Protéger les agriculteurs tout en respectant leurs choix

Voilà qui rappelle un autre débat dans lequel l’UE semble s’embourber, à savoir celui concernant l’utilisation du glyphosate. Contrairement aux agences compétentes en Europe et aux Etats-Unis, le Centre international de recherche sur le cancer (CIRC), dépendant de l’Organisation mondiale de la santé (OMS), a classé l’herbicide comme « probablement » cancérigène en mars 2015. Or, en mai 2016, une nouvelle expertise des experts de l’OMS et de l’Organisation des Nations unies pour l’alimentation et l’agriculture (FAO), affirmait que « le glyphosate est peu probablement génotoxique (toxique pour l’ADN) aux expositions alimentaires anticipées ». Marche arrière toute !

Mais c’était trop tard. Lorsque les conclusions de l’OMS et la FAO ont été diffusées, le rapport du CIRC avait déjà réussi à diviser les Etats européens et même les citoyens. Une quarantaine d’ONG européennes ont lancé cette semaine une initiative pour demander l’interdiction de l’herbicide, alors que celui-ci est plébiscité par le monde agricole, comme le dévoilait un reportage du quotidien La Croix en 2016. L’incertitude concernant le prolongement par Bruxelles de l’autorisation du glyphosate a ainsi pu jouer un rôle non négligeable dans la décision de nombreux agriculteurs britanniques de voter « Leave » lors du référendum du 23 juin.

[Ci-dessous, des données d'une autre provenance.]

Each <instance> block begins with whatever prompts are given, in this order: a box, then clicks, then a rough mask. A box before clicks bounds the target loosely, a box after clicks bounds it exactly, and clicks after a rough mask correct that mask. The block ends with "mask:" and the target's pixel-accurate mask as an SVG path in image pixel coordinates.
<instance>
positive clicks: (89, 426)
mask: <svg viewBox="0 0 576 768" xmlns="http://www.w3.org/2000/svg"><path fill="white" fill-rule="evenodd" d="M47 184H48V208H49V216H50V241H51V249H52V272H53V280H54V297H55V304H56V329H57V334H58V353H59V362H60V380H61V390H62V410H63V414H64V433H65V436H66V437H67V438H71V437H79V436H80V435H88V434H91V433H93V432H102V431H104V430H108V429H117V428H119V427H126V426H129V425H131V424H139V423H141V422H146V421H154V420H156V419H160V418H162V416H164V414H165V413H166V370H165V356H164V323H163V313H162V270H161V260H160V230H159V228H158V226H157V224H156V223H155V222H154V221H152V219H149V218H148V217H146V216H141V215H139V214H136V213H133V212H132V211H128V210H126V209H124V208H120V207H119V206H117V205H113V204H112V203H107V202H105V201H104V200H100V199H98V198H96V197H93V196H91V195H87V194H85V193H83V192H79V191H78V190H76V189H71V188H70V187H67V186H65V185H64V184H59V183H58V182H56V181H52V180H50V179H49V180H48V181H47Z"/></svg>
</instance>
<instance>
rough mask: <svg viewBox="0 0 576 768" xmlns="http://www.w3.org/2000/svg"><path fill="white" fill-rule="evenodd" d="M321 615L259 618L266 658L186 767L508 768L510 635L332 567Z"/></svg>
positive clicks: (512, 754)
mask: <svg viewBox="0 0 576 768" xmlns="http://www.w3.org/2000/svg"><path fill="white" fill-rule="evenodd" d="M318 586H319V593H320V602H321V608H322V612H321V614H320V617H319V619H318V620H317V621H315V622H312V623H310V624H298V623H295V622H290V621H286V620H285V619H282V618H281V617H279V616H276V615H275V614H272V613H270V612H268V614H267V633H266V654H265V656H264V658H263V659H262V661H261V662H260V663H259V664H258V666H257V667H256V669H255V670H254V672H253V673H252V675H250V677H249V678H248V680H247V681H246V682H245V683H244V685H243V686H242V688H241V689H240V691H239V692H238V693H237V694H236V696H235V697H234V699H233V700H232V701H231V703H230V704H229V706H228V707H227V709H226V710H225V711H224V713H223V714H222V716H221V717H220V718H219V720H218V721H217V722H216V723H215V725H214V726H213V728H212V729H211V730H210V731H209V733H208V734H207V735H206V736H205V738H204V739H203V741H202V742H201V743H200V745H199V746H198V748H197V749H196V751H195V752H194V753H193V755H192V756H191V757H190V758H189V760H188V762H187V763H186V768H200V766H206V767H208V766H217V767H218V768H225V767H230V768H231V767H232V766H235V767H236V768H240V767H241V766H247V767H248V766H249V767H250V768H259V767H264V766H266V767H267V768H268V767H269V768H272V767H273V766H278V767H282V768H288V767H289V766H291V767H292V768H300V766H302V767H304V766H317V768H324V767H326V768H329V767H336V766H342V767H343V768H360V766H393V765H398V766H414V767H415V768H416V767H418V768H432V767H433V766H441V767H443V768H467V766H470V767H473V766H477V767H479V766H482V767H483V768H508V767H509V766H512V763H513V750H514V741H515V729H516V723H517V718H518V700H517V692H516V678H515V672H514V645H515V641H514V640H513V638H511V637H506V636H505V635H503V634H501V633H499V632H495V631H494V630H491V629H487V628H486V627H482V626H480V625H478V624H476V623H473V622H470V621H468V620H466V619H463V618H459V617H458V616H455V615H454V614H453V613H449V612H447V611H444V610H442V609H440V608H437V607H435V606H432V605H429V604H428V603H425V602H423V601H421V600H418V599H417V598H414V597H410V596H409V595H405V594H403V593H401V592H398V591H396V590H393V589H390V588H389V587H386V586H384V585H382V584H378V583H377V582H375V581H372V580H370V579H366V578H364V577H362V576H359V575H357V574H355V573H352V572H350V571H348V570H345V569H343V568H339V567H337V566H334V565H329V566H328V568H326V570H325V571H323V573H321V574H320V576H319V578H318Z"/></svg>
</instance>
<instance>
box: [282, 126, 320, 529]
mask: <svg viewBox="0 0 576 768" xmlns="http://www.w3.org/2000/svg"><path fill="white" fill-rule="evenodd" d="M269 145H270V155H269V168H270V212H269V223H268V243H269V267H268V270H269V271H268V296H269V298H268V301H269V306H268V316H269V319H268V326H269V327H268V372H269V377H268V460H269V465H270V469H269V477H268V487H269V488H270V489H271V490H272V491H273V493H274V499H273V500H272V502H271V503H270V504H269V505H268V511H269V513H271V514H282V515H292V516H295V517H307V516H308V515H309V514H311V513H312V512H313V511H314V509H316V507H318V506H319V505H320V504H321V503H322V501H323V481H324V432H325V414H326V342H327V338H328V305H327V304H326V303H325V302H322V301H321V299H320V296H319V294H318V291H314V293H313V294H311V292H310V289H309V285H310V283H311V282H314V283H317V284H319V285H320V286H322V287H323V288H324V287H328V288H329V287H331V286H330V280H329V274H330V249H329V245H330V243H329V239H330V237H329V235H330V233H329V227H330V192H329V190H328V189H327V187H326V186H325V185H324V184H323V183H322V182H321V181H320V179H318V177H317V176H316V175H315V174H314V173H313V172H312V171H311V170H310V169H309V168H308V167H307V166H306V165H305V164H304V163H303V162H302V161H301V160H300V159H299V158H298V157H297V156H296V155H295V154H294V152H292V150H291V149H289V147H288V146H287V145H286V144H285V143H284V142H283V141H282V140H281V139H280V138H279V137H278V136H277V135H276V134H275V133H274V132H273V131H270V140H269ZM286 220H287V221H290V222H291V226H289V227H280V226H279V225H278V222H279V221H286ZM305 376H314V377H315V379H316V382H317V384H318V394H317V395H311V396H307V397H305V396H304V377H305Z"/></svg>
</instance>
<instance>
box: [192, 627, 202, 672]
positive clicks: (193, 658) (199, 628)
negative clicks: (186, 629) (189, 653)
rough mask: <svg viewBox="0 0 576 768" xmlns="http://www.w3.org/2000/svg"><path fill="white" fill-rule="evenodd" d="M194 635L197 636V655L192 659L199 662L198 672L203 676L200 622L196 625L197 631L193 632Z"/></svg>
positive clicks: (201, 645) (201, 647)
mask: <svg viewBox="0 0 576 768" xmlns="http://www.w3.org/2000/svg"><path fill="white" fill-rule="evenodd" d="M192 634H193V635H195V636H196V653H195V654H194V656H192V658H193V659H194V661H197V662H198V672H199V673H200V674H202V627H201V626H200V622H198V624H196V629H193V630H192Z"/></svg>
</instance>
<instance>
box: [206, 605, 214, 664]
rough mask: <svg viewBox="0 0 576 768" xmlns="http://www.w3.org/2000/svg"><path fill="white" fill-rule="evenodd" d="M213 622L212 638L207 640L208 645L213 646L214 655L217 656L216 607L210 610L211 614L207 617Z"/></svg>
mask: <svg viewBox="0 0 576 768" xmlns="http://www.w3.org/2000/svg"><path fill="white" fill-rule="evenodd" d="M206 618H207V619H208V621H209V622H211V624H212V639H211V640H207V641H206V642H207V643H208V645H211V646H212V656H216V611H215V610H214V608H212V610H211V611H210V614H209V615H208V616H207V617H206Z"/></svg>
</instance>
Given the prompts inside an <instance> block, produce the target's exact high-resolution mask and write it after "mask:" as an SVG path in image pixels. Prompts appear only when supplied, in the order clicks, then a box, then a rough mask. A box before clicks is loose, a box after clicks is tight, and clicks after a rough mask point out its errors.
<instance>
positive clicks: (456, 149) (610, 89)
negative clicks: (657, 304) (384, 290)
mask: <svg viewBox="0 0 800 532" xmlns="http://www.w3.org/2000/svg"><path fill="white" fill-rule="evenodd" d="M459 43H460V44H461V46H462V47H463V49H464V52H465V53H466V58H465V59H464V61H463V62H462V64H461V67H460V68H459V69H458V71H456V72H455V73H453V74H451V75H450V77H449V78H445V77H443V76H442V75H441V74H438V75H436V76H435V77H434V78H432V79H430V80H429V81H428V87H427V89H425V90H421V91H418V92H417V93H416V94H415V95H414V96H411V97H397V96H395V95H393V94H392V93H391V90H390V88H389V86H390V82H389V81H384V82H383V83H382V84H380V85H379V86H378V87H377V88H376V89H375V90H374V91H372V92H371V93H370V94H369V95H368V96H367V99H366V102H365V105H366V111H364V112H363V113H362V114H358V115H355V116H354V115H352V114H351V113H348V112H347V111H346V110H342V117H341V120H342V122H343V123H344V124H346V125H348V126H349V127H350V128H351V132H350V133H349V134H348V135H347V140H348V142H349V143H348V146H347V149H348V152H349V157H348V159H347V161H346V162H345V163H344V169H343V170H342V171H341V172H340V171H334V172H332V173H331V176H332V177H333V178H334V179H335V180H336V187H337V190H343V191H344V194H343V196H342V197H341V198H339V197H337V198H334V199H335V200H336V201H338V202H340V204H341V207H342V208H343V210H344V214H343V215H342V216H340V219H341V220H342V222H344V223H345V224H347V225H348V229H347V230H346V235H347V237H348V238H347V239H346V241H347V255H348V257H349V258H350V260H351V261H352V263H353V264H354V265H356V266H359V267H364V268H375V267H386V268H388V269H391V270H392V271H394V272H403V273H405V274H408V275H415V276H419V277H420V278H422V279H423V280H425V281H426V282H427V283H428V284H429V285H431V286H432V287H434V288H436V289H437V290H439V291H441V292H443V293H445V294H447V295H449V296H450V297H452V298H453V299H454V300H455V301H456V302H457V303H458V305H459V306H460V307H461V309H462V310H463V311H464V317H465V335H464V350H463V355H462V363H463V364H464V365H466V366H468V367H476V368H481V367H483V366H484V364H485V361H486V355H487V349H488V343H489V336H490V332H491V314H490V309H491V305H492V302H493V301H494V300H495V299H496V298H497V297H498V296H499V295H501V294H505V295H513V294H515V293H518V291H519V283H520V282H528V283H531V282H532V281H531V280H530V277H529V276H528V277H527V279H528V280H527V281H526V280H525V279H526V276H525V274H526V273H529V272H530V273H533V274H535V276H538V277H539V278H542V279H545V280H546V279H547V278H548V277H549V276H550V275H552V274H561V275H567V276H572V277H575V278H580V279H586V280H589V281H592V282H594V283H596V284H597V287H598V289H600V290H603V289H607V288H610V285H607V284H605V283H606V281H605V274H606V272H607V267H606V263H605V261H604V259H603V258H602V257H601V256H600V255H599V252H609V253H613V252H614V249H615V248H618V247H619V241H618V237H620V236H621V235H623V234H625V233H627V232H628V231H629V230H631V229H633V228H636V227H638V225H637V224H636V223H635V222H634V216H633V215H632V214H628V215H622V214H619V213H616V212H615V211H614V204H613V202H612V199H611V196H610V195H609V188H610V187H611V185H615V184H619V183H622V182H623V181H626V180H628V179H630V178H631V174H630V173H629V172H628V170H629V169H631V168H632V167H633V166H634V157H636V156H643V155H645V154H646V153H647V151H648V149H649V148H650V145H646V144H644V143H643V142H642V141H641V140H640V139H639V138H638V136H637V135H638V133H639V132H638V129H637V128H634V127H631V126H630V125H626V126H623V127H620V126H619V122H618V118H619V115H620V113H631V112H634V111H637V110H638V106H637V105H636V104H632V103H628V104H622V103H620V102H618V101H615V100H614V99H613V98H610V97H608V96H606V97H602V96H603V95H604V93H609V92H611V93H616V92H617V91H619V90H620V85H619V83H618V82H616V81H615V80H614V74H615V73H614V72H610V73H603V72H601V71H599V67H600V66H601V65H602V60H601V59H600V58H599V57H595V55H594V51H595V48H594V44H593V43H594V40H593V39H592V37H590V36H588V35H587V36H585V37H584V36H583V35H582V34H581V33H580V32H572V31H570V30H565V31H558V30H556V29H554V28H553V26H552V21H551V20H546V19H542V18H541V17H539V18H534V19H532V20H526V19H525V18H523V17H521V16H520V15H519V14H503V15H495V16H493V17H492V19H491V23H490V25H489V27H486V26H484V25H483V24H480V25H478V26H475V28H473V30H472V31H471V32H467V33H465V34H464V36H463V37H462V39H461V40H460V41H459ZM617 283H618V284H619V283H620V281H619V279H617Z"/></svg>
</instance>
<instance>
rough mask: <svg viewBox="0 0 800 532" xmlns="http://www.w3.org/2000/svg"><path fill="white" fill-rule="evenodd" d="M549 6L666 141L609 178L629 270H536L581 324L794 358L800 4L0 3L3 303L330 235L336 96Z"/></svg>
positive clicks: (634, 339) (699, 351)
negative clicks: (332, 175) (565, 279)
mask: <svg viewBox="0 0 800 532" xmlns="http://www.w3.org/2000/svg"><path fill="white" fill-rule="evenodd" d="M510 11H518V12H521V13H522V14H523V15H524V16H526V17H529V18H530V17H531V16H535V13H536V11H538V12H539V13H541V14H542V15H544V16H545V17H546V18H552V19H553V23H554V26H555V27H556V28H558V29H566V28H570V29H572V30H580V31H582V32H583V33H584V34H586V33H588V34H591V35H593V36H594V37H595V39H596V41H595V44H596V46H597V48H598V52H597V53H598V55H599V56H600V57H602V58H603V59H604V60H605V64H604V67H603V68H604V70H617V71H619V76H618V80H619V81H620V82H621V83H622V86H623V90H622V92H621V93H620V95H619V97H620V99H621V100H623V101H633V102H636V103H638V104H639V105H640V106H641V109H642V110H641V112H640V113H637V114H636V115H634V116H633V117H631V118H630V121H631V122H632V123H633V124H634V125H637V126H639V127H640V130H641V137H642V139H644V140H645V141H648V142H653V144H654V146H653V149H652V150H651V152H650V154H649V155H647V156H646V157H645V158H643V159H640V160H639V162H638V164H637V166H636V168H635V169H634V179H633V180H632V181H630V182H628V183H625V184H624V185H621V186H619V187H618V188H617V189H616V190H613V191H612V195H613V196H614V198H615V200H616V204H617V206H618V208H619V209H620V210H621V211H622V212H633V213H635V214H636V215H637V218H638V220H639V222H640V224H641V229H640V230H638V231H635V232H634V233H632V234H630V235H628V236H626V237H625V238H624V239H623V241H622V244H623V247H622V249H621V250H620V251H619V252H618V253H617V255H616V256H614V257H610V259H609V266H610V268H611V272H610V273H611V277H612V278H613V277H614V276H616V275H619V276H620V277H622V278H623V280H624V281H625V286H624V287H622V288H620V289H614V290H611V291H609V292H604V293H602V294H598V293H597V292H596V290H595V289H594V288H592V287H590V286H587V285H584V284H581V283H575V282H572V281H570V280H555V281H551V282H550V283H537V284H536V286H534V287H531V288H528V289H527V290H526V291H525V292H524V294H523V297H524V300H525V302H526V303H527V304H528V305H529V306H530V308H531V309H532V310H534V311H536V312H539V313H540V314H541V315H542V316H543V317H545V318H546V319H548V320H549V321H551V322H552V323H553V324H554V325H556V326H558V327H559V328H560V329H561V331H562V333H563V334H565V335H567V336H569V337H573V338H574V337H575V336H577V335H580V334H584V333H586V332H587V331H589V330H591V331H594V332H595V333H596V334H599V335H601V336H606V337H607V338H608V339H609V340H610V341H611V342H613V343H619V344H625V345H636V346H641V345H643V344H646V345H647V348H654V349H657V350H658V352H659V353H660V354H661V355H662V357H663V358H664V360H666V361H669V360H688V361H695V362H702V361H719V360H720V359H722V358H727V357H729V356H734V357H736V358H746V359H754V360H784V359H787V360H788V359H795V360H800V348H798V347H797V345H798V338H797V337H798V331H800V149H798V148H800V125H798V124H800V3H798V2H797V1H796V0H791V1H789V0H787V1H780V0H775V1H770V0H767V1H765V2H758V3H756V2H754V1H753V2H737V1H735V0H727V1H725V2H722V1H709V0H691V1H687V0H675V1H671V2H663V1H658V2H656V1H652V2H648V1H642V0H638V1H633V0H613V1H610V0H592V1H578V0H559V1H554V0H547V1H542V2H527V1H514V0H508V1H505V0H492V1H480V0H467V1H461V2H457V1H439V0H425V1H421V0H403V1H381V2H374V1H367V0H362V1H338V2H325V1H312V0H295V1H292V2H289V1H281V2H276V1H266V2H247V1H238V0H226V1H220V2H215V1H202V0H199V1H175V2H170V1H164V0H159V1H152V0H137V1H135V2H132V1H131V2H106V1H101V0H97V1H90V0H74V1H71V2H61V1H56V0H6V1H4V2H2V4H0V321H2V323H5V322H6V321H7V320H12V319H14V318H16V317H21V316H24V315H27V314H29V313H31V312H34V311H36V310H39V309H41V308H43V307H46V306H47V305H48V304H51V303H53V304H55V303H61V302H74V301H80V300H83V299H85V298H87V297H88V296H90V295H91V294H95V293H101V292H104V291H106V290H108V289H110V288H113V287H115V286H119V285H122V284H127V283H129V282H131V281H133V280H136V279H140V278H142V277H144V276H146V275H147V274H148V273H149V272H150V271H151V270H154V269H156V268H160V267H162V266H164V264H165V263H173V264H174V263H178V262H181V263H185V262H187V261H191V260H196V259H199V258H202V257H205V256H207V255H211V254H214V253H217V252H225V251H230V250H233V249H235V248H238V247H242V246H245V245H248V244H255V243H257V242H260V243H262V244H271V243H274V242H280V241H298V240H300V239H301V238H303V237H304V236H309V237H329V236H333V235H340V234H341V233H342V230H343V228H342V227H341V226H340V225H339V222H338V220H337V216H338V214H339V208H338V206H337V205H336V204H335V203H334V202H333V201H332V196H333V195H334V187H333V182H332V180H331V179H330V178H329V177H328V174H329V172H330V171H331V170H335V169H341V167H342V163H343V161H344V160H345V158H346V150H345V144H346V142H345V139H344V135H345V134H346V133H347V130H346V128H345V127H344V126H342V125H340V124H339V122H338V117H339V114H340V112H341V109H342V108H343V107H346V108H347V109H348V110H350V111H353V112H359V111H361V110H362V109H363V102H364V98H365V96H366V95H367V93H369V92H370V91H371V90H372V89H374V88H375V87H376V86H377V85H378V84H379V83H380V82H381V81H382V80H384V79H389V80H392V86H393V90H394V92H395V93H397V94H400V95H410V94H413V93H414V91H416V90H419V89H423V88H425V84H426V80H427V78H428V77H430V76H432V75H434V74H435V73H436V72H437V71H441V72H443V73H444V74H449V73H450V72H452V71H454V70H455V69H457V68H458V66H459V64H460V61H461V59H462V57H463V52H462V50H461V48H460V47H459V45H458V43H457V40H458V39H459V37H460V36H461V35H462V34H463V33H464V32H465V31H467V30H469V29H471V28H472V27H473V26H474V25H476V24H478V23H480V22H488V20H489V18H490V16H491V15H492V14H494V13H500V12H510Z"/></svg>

La PAC doit faire face à des défis de taille. Elle doit être forte, stable, durable et garantir des règles du jeu équitables. Elle doit être plus réactive aux marchés tout en protégeant mieux les agriculteurs contre les risques et les aléas économiques, sanitaires et climatiques. Bien sûr, cette protection ne pourra se faire « malgré eux » et la Commission devra écouter leurs revendications. Ce n’est sans doute pas une tâche facile, mais d’elle dépend l’avenir des agriculteurs et donc des citoyens européens.